Highlights & Insights¶
- The hierarchical concept decomposition approach (object → category + instance → intrinsic properties) is clean and elegant.
- Stage 1 is fully training-free, utilizing only internal components of the T2I model for concept localization and segmentation.
- The triplet loss constrained with text anchors gracefully embeds concept constraints into the learning process.
- It is the first unsupervised framework to simultaneously extract object-level and intrinsic-level concepts from a single image.
Limitations & Future Work¶
- Dependent on the zero-shot segmentation quality of DiffSeg; extraction might be incomplete in complex, highly overlapping scenes.
- Types of intrinsic concepts (e.g., color, texture) need to be predefined and cannot automatically discover new attribute dimensions.
- The number of training steps is small (1100 steps in total), which might limit the adequacy of concept refinement.
- Evaluated only on the Unsplash dataset, lacking validation across diverse scenarios.
- There is still room for improvement in the interpretability of concept decomposition (some intrinsic concepts may remain entangled).
Related Work & Insights¶
- Textual Inversion / DreamBooth: Pioneers in concept learning but require multiple images and are limited to a single concept.

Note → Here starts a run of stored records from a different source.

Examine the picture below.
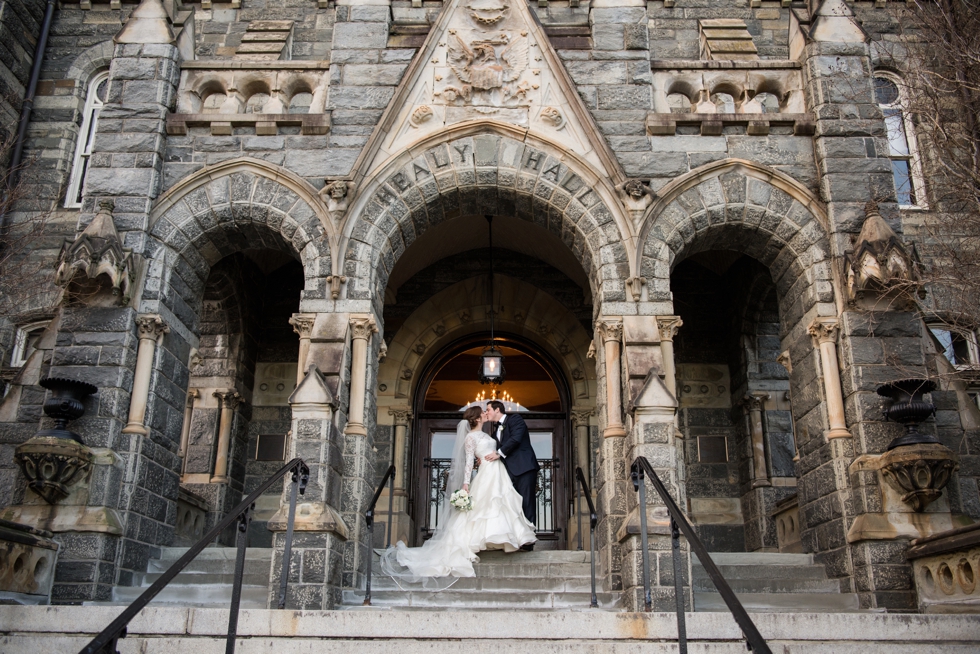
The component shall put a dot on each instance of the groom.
(514, 447)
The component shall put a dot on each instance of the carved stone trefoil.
(95, 268)
(919, 472)
(880, 271)
(52, 465)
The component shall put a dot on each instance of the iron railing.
(593, 520)
(108, 638)
(678, 523)
(369, 521)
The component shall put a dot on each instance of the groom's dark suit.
(514, 444)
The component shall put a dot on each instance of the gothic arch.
(223, 209)
(483, 167)
(741, 206)
(462, 309)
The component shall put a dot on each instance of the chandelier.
(491, 361)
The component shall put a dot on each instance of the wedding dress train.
(495, 522)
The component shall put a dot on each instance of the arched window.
(94, 100)
(902, 150)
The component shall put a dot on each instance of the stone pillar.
(824, 334)
(668, 329)
(611, 333)
(316, 573)
(185, 430)
(151, 327)
(362, 327)
(755, 403)
(580, 426)
(303, 325)
(228, 399)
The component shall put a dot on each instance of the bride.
(496, 521)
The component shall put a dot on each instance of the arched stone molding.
(222, 209)
(738, 205)
(462, 309)
(484, 167)
(88, 63)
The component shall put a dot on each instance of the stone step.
(781, 602)
(498, 600)
(169, 630)
(212, 595)
(512, 584)
(705, 585)
(731, 572)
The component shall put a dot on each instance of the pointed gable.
(488, 60)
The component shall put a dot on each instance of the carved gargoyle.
(336, 195)
(880, 271)
(95, 269)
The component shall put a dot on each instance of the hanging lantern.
(491, 366)
(491, 361)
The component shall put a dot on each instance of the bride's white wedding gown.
(495, 522)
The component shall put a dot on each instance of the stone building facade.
(285, 201)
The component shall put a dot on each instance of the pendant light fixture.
(491, 361)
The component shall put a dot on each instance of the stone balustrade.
(265, 95)
(755, 95)
(945, 568)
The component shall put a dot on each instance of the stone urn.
(55, 459)
(916, 465)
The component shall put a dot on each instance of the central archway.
(531, 369)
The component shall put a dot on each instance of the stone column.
(612, 333)
(580, 425)
(362, 327)
(402, 417)
(668, 329)
(229, 400)
(150, 328)
(824, 333)
(755, 403)
(185, 430)
(303, 325)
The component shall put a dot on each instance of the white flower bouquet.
(461, 500)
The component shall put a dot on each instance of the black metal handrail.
(369, 521)
(108, 638)
(593, 520)
(679, 523)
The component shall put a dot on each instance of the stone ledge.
(498, 626)
(265, 124)
(712, 124)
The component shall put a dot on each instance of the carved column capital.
(824, 329)
(756, 400)
(192, 395)
(362, 327)
(303, 324)
(402, 416)
(151, 326)
(580, 417)
(611, 330)
(229, 398)
(668, 326)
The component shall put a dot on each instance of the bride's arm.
(469, 446)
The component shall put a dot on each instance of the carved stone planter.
(55, 459)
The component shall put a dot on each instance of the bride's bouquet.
(461, 500)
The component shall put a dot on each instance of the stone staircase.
(207, 580)
(519, 581)
(771, 582)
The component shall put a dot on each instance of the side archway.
(741, 206)
(230, 207)
(486, 168)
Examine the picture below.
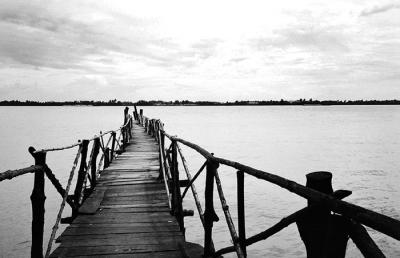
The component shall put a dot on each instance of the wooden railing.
(325, 225)
(88, 173)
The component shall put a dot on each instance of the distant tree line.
(115, 102)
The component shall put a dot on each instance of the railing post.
(209, 213)
(114, 137)
(107, 157)
(135, 114)
(96, 150)
(160, 141)
(322, 233)
(176, 191)
(241, 212)
(38, 199)
(81, 175)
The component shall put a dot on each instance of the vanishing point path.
(127, 215)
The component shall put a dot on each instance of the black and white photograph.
(199, 129)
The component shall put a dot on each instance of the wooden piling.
(322, 233)
(93, 164)
(209, 213)
(241, 212)
(38, 199)
(81, 174)
(176, 191)
(114, 138)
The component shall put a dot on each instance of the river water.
(360, 145)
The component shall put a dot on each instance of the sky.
(199, 50)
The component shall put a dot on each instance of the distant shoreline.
(300, 102)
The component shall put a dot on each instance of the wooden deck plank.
(127, 215)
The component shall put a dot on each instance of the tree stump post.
(38, 199)
(209, 213)
(323, 234)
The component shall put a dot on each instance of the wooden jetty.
(128, 212)
(127, 202)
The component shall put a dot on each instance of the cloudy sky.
(199, 50)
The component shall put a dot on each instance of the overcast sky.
(199, 50)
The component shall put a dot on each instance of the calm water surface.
(360, 145)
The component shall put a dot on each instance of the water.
(360, 145)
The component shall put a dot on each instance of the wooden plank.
(122, 239)
(138, 228)
(92, 203)
(111, 250)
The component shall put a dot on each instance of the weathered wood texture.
(127, 215)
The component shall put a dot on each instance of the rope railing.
(325, 216)
(89, 170)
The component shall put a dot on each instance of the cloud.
(379, 9)
(306, 38)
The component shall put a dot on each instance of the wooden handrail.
(357, 215)
(377, 221)
(10, 174)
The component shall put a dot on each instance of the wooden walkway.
(127, 215)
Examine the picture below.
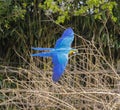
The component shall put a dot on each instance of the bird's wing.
(39, 48)
(66, 40)
(59, 64)
(43, 54)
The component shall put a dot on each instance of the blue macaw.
(59, 53)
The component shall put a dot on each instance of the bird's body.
(59, 53)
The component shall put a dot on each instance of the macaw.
(59, 53)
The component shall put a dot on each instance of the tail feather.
(43, 54)
(39, 48)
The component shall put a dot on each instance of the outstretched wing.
(59, 64)
(66, 40)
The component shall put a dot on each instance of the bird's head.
(73, 51)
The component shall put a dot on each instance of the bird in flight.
(59, 53)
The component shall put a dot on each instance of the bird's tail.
(43, 54)
(39, 48)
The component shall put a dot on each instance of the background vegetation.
(91, 80)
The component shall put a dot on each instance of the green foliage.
(77, 8)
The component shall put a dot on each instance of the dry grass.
(90, 82)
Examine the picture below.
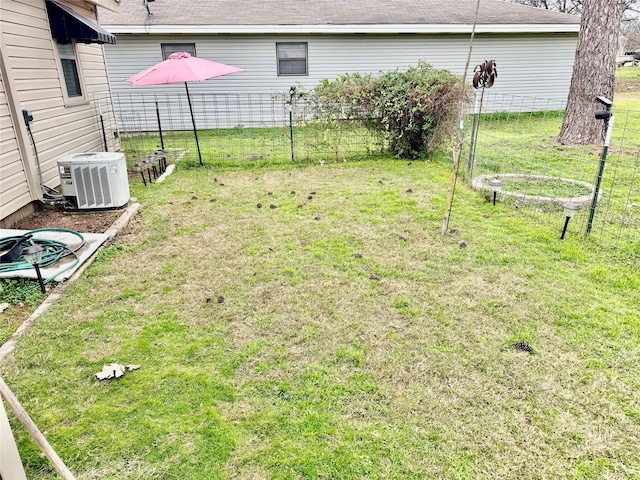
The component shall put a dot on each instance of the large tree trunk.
(593, 71)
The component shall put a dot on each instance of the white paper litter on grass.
(115, 370)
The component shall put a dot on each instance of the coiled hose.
(54, 251)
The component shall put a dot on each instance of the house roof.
(331, 16)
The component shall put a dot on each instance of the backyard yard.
(308, 320)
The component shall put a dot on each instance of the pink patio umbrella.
(182, 67)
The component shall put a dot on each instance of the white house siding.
(532, 65)
(14, 188)
(36, 85)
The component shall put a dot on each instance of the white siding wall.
(528, 64)
(14, 189)
(36, 85)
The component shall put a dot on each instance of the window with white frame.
(292, 58)
(69, 62)
(169, 48)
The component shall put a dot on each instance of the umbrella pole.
(193, 121)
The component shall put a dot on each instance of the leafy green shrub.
(416, 108)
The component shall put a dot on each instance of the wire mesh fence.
(234, 129)
(515, 142)
(512, 138)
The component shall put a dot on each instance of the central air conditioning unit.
(94, 180)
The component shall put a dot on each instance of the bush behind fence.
(515, 136)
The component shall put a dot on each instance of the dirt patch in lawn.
(93, 222)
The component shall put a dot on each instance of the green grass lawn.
(337, 336)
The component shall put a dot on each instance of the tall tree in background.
(594, 70)
(574, 7)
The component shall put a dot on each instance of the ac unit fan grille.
(92, 187)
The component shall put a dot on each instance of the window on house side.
(292, 58)
(169, 48)
(67, 53)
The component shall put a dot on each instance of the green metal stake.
(474, 137)
(596, 190)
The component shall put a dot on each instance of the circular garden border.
(481, 183)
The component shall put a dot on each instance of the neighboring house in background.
(281, 43)
(52, 64)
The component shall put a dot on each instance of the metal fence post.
(596, 190)
(292, 92)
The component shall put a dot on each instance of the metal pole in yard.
(159, 125)
(472, 146)
(292, 91)
(596, 190)
(458, 145)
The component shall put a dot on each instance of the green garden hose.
(54, 251)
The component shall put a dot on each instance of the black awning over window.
(67, 24)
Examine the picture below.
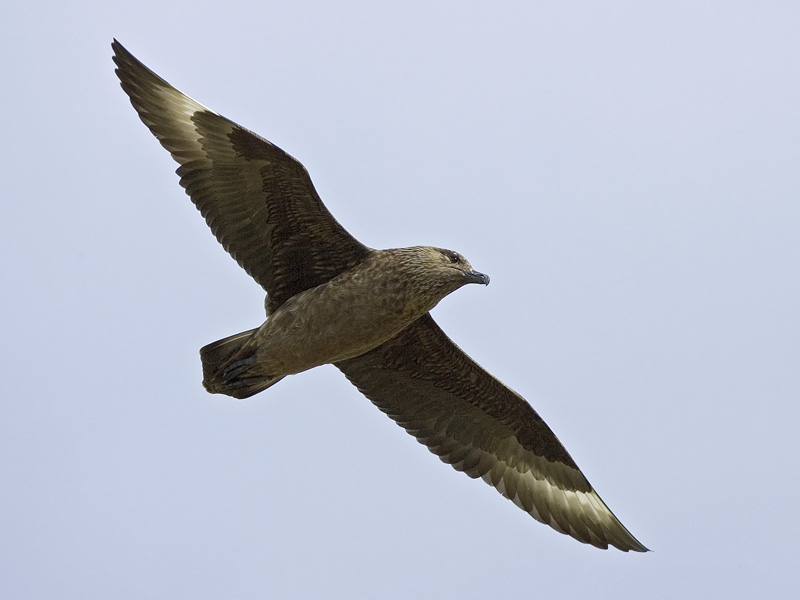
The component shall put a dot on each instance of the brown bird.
(330, 299)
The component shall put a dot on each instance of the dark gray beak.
(475, 277)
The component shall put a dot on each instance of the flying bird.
(331, 299)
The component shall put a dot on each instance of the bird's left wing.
(258, 201)
(432, 389)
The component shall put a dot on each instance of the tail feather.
(226, 372)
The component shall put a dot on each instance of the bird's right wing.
(432, 389)
(258, 201)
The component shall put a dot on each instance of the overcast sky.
(628, 174)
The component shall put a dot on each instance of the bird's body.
(345, 317)
(331, 299)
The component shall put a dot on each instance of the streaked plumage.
(262, 207)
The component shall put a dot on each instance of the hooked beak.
(475, 277)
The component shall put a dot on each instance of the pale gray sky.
(626, 173)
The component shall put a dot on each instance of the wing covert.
(432, 389)
(258, 201)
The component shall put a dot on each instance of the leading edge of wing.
(258, 200)
(431, 388)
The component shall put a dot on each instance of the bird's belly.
(319, 328)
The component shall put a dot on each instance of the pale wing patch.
(530, 482)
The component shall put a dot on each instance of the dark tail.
(226, 372)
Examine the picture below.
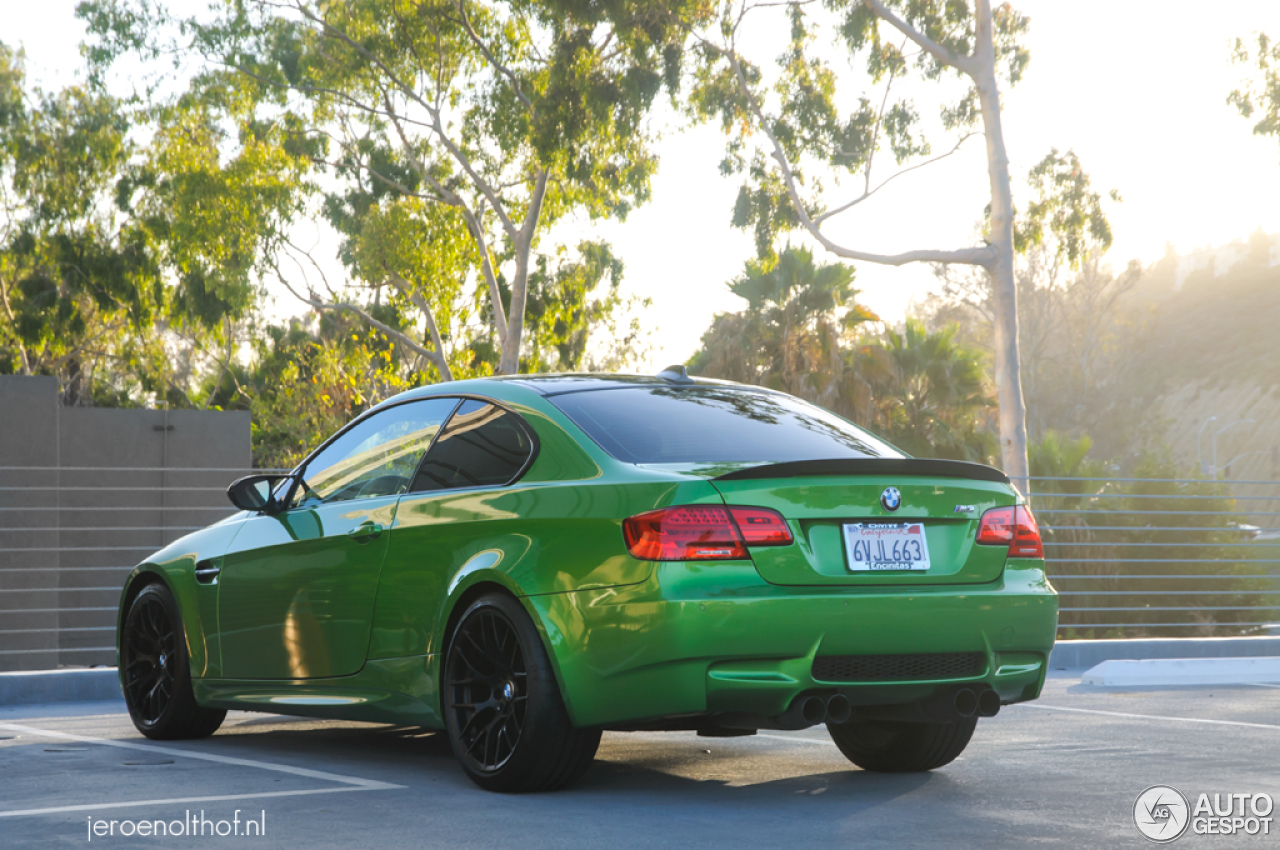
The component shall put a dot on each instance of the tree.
(803, 128)
(932, 398)
(458, 132)
(1258, 96)
(790, 336)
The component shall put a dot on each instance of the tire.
(155, 671)
(503, 711)
(886, 746)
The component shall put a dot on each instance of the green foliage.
(1066, 210)
(1162, 524)
(448, 136)
(1258, 96)
(800, 333)
(790, 334)
(124, 264)
(933, 400)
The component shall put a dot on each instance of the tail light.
(703, 533)
(1015, 528)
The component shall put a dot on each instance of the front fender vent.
(899, 668)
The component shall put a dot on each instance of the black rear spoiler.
(918, 466)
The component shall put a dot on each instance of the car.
(524, 562)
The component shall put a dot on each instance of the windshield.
(714, 425)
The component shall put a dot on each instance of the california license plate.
(886, 545)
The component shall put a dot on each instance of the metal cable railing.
(1129, 556)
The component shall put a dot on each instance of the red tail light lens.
(1015, 528)
(703, 533)
(760, 526)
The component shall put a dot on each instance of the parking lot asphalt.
(1064, 771)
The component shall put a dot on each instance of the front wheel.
(892, 746)
(503, 711)
(155, 672)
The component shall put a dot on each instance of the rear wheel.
(156, 673)
(506, 720)
(887, 746)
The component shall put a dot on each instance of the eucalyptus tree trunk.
(996, 256)
(1004, 291)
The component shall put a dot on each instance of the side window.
(483, 446)
(376, 457)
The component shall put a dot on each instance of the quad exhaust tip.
(984, 702)
(839, 711)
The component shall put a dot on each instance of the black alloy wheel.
(503, 712)
(155, 672)
(150, 644)
(488, 691)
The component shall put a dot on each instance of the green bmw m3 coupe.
(525, 562)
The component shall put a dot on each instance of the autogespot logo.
(891, 498)
(1161, 813)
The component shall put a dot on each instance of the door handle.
(206, 572)
(365, 531)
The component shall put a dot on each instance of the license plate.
(886, 545)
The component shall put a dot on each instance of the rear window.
(714, 425)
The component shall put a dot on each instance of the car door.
(297, 589)
(460, 511)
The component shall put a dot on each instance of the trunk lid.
(819, 497)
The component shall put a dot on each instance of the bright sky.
(1137, 88)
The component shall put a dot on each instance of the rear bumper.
(695, 639)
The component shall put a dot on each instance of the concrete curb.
(1184, 671)
(1074, 654)
(59, 686)
(103, 682)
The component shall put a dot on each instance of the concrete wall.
(108, 488)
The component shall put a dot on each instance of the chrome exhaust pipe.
(803, 713)
(965, 702)
(839, 711)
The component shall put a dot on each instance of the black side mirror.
(255, 493)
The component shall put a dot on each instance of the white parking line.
(350, 782)
(796, 737)
(90, 807)
(1146, 717)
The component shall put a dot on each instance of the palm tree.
(790, 334)
(932, 397)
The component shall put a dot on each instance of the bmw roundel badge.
(891, 499)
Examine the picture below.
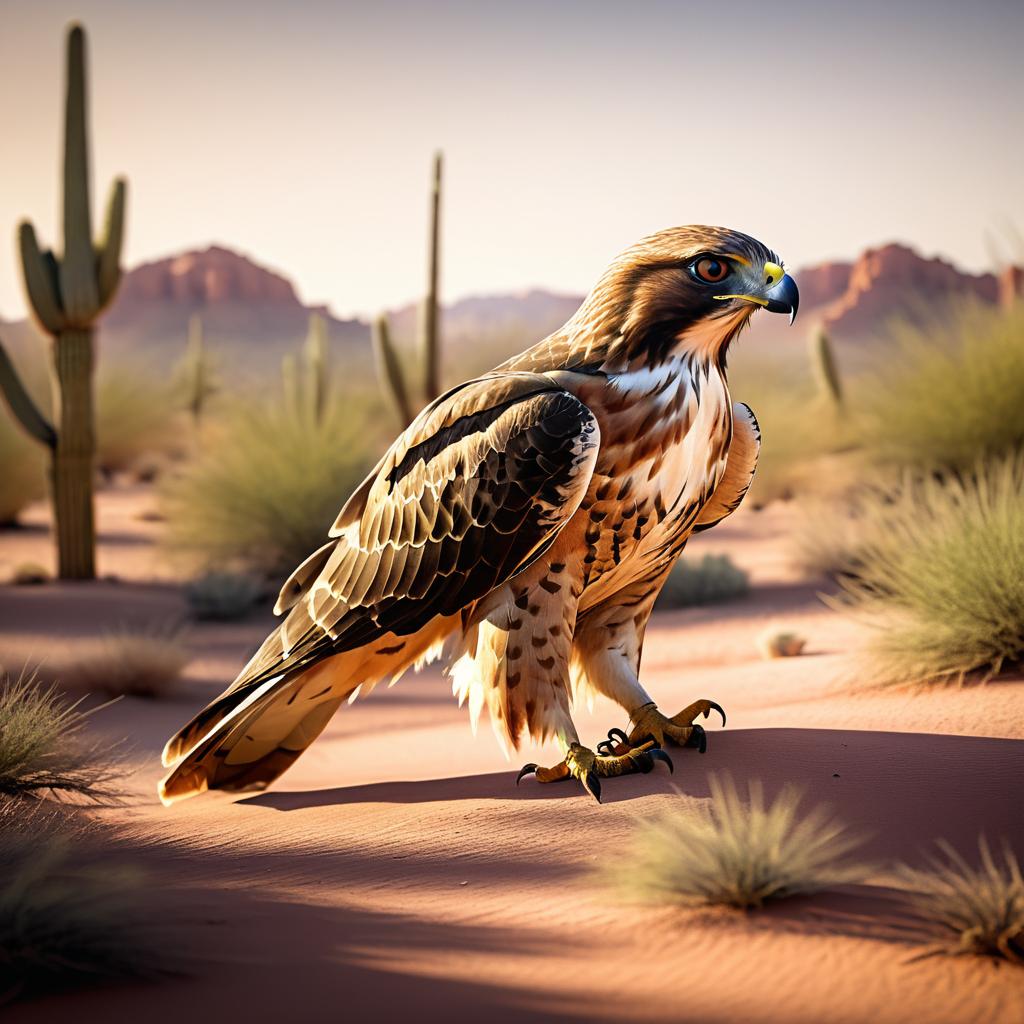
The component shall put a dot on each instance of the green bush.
(69, 911)
(125, 663)
(968, 910)
(938, 571)
(42, 750)
(948, 394)
(739, 853)
(801, 427)
(222, 596)
(23, 469)
(135, 418)
(713, 580)
(261, 496)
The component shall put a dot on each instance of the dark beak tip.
(784, 298)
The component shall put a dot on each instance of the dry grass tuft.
(69, 910)
(966, 910)
(951, 392)
(939, 573)
(222, 596)
(264, 496)
(740, 853)
(135, 419)
(42, 750)
(128, 664)
(713, 580)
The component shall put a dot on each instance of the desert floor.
(397, 872)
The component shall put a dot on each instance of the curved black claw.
(719, 709)
(698, 738)
(656, 754)
(606, 748)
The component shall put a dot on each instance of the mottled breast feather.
(739, 469)
(474, 489)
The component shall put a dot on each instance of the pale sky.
(301, 133)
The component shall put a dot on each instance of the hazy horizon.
(303, 136)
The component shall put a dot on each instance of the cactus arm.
(316, 366)
(40, 281)
(78, 269)
(429, 340)
(22, 406)
(389, 370)
(110, 245)
(826, 369)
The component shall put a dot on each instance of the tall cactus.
(67, 294)
(825, 367)
(198, 373)
(388, 364)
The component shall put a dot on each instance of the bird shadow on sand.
(901, 790)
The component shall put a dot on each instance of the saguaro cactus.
(824, 366)
(67, 294)
(388, 365)
(305, 379)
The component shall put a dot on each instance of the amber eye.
(711, 269)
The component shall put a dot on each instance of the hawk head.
(690, 288)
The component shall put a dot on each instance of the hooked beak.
(783, 298)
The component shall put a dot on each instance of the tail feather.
(254, 731)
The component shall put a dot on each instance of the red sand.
(396, 870)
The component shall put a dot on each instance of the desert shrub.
(143, 664)
(69, 909)
(948, 393)
(939, 574)
(801, 428)
(135, 418)
(42, 748)
(967, 910)
(264, 496)
(711, 581)
(222, 596)
(739, 853)
(23, 469)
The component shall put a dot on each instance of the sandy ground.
(397, 871)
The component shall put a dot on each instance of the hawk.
(522, 526)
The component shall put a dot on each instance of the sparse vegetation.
(128, 664)
(968, 910)
(42, 750)
(265, 496)
(950, 393)
(801, 431)
(939, 573)
(739, 853)
(134, 420)
(69, 909)
(222, 596)
(713, 580)
(24, 478)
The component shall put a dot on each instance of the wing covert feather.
(474, 489)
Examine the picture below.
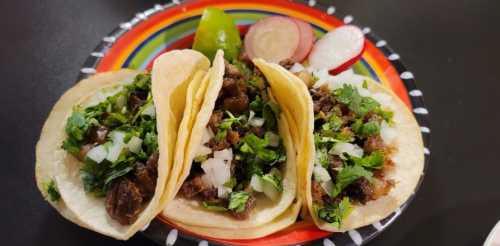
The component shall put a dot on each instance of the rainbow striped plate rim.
(136, 42)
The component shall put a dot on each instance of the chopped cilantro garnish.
(347, 175)
(373, 161)
(52, 191)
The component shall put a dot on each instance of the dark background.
(450, 45)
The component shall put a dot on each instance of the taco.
(104, 153)
(365, 152)
(238, 169)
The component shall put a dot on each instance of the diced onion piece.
(135, 144)
(97, 154)
(274, 139)
(387, 133)
(321, 174)
(327, 186)
(114, 151)
(256, 183)
(351, 149)
(256, 121)
(270, 191)
(149, 110)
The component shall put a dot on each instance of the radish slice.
(273, 39)
(306, 40)
(338, 48)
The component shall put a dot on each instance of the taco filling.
(351, 155)
(115, 138)
(241, 153)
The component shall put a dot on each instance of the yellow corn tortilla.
(408, 158)
(191, 214)
(172, 73)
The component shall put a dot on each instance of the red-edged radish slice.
(306, 40)
(337, 48)
(273, 39)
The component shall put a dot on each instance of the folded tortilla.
(170, 79)
(268, 216)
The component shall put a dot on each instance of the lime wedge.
(217, 30)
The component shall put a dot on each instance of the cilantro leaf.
(274, 178)
(335, 214)
(322, 158)
(348, 175)
(52, 191)
(238, 201)
(214, 207)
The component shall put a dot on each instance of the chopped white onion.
(149, 110)
(270, 191)
(223, 192)
(256, 183)
(297, 67)
(134, 144)
(387, 133)
(97, 154)
(117, 137)
(114, 151)
(351, 149)
(274, 139)
(218, 170)
(321, 174)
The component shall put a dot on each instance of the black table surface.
(450, 45)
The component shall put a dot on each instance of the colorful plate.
(135, 44)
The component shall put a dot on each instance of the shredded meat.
(209, 194)
(360, 190)
(382, 188)
(287, 63)
(237, 104)
(124, 201)
(243, 215)
(83, 151)
(192, 187)
(322, 99)
(373, 143)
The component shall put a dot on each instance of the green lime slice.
(217, 31)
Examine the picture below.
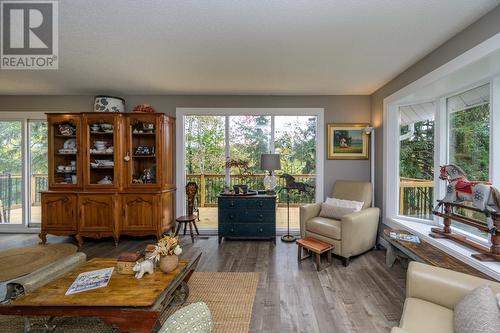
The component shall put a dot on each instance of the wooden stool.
(187, 219)
(316, 246)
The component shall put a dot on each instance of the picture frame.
(347, 142)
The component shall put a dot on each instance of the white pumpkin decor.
(142, 267)
(109, 104)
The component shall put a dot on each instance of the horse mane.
(459, 169)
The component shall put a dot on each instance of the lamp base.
(288, 238)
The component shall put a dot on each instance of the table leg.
(390, 256)
(191, 232)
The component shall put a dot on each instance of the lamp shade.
(270, 162)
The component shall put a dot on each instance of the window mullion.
(495, 131)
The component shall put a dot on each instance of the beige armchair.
(355, 233)
(431, 296)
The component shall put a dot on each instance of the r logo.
(29, 34)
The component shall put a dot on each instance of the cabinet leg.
(79, 240)
(43, 237)
(178, 229)
(191, 232)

- ConceptExpress: The state-of-the-art baseline for single-image multi-concept learning, but restricted to the object level.
- Inspiration Tree: Attempts concept decomposition but lacks structured guidance.
- Insights: Internal components of T2I models (CLIP, self-attention) contain rich exploitable signals. The paradigm of "model as a tool" is worth further investigation.
Rating¶
⭐⭐⭐⭐ — The framework design is elegant, offering a novel path to tap into the concept decomposition capability of T2I models. It achieves comprehensive leadership on the UCE benchmark, though the requirement to predefine intrinsic concept types remains a limitation.